As I alluded to in my previous post, questionable research practices can be used to maximize the chance of a result being “statistically significant” (where p < .05).
There are a couple of apps that demonstrate how researcher choices (sample size, collecting extra participants, looking at multiple outcomes, etc.) can lead to erroneous conclusions.
Felix Schöbrodt has a nice walk-through of the interactive p-hacker app, which lets you make choices about the initial study: number of participants in the group, whether there really is a difference between the two groups of interest, and number of outcomes (“DVs” or “dependent variables”). The app then generates data based on these specifications, as though you had run your study in a population with these characteristics. (Of course, in the real world, we can’t know for sure these population characteristics, but simulations allow us to understand how our choices, assumptions, and practices give us results that do or do not reflect the “true state of things”.)
Even when there is no real effect in the population (the app effect is set to zero), some of these choices can result in a high probability of obtaining a “statistically significant” result. For example, I ran five “studies,” each time selecting no effect in the real world (set to zero), with 20 participants in each group, and looking at 10 outcomes (DVs). In two of these studies, I obtained 2-3 “marginally” significant results (out of a possible 10 in each study) with p-values of .057 to .089. These would often be interpreted as meaningful in some way.
In the two studies where there were these results, I then did some “p-hacking,” which allowed me to make some additional decisions that affected my interpretations. In Study 1, the removal of an outlier gave me one significant result (p=.025). There were no outliers in Study 2.
In Study 2, I added 5 new participants per group (10 total). Voila! I now had FOUR significant results (ps ranging from .016 to .043).
So, I conducted five “studies,” removed one outlier, and added 10 participants to one study and now I have five “statistically significant” results to talk about. But I want to remind you! THERE IS NO REAL EFFECT. Recall that we determined the “population” from which these data were drawn and there is no real effect. If this were real life instead of a simulation, we might publish the two studies with significant effects and this would become evidence that there really is a difference between the groups.

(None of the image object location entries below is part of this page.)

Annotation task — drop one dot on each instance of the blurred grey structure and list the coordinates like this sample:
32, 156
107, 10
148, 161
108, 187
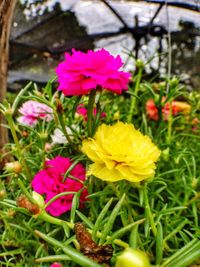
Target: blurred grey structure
139, 28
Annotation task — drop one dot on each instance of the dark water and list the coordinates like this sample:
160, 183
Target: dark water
37, 44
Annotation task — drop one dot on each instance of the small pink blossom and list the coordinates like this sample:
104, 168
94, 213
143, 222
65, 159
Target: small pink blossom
32, 111
152, 110
49, 182
82, 72
81, 110
56, 264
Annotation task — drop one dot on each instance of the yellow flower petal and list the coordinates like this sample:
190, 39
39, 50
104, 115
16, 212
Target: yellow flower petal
119, 152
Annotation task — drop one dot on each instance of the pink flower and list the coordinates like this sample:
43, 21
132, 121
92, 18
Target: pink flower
49, 181
152, 110
82, 72
32, 111
81, 110
56, 264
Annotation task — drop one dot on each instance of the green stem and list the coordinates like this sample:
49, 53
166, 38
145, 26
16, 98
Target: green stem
63, 126
148, 212
8, 115
75, 256
90, 109
169, 129
25, 191
133, 106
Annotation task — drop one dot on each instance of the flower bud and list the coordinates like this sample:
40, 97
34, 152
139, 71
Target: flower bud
132, 258
38, 199
2, 193
165, 154
14, 167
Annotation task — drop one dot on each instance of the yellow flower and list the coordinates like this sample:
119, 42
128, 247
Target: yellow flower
121, 152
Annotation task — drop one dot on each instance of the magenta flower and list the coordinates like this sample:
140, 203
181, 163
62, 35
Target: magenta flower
56, 264
82, 72
49, 182
32, 111
81, 110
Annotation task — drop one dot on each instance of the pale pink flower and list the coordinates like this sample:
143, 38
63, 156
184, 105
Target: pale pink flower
81, 110
49, 182
32, 111
82, 72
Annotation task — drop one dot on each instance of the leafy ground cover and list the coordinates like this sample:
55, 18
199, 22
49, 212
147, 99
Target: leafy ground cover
100, 174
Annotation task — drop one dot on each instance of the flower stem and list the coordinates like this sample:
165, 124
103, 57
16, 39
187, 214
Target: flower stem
148, 212
90, 121
63, 126
169, 128
8, 115
133, 107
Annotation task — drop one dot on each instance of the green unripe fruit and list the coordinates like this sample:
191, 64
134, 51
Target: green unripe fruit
132, 258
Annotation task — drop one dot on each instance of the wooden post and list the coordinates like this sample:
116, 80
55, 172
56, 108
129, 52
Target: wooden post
6, 14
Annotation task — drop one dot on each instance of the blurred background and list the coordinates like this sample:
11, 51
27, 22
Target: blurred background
43, 30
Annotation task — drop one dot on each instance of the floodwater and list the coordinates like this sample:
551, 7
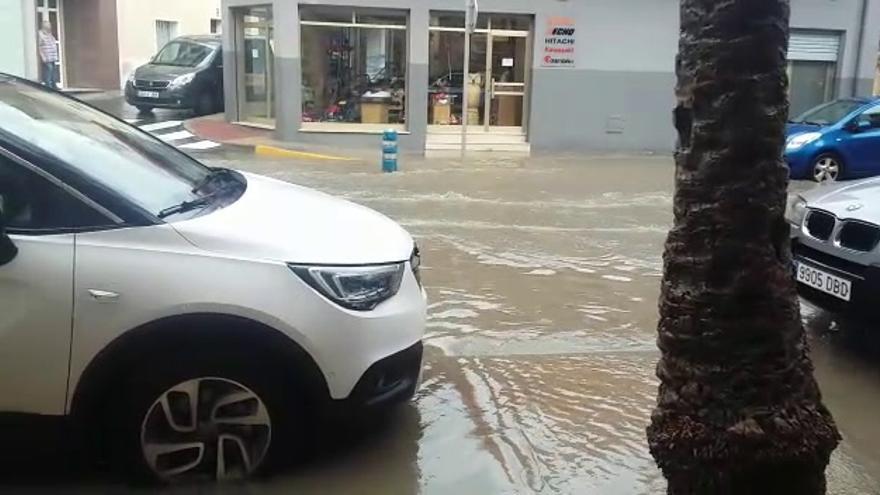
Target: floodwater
543, 277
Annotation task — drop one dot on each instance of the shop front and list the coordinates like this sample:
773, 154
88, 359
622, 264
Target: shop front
496, 84
545, 75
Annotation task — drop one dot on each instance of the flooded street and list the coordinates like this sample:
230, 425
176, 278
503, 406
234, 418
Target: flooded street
543, 276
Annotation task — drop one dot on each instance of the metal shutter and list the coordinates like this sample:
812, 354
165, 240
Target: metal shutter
818, 47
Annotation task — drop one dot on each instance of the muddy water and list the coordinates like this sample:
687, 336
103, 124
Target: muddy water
543, 280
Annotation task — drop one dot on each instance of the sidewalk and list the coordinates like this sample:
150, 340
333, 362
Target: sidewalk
215, 128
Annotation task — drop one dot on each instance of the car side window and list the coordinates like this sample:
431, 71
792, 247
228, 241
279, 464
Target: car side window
31, 204
870, 118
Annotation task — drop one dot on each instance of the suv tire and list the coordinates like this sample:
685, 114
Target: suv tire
244, 418
205, 104
827, 167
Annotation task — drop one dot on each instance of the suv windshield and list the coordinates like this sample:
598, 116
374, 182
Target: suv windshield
829, 113
108, 152
182, 54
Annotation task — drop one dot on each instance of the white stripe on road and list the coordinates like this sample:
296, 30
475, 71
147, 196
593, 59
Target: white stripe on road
200, 145
174, 136
161, 125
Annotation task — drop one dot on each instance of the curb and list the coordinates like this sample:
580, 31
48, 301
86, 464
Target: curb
268, 150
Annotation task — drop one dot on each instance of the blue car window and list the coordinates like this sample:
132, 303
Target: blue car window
829, 113
870, 117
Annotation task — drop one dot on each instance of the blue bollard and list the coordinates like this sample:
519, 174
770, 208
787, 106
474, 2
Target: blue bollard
389, 150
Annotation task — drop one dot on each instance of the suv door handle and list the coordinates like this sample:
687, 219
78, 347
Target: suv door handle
103, 295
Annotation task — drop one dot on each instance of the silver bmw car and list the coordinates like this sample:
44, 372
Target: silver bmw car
835, 234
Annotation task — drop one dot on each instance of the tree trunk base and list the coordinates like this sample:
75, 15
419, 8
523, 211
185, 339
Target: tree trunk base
794, 479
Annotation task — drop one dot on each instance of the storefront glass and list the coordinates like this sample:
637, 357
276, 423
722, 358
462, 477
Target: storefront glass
811, 84
495, 85
255, 45
353, 68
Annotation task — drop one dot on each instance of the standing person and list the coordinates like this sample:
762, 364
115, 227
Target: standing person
48, 54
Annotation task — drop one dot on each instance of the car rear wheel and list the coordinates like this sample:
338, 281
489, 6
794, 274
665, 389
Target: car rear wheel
205, 104
205, 418
827, 167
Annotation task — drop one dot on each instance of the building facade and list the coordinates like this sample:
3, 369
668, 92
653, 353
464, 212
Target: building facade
544, 74
100, 41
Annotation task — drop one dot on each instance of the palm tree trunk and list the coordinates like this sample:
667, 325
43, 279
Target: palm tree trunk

I want to end by pointing out that most of these issues are not because p-values or traditional statistics are inherently flawed. Rather, researchers make choices that capitalize on chance and then don’t appropriately report or correct for those choices. For example, we could have chosen to look only at two or three outcomes (DVs) in a single study and then used a correction such that we only paid attention to p-values closer to .01. When I ran a single “study” using these specifications, I didn’t have p-values anywhere close to the point where I would conclude there was a difference between groups.
Pre-registering studies (making public your decisions BEFORE you run the data), using corrections for the number of comparisons, and avoiding questionable research practices can help minimize false positives (that is, saying there is a difference when there isn’t one). As consumers of research it’s important to be aware of these issues and interpret differences more cautiously when authors don’t demonstrate that they are taking steps to avoid p-hacking-like practices.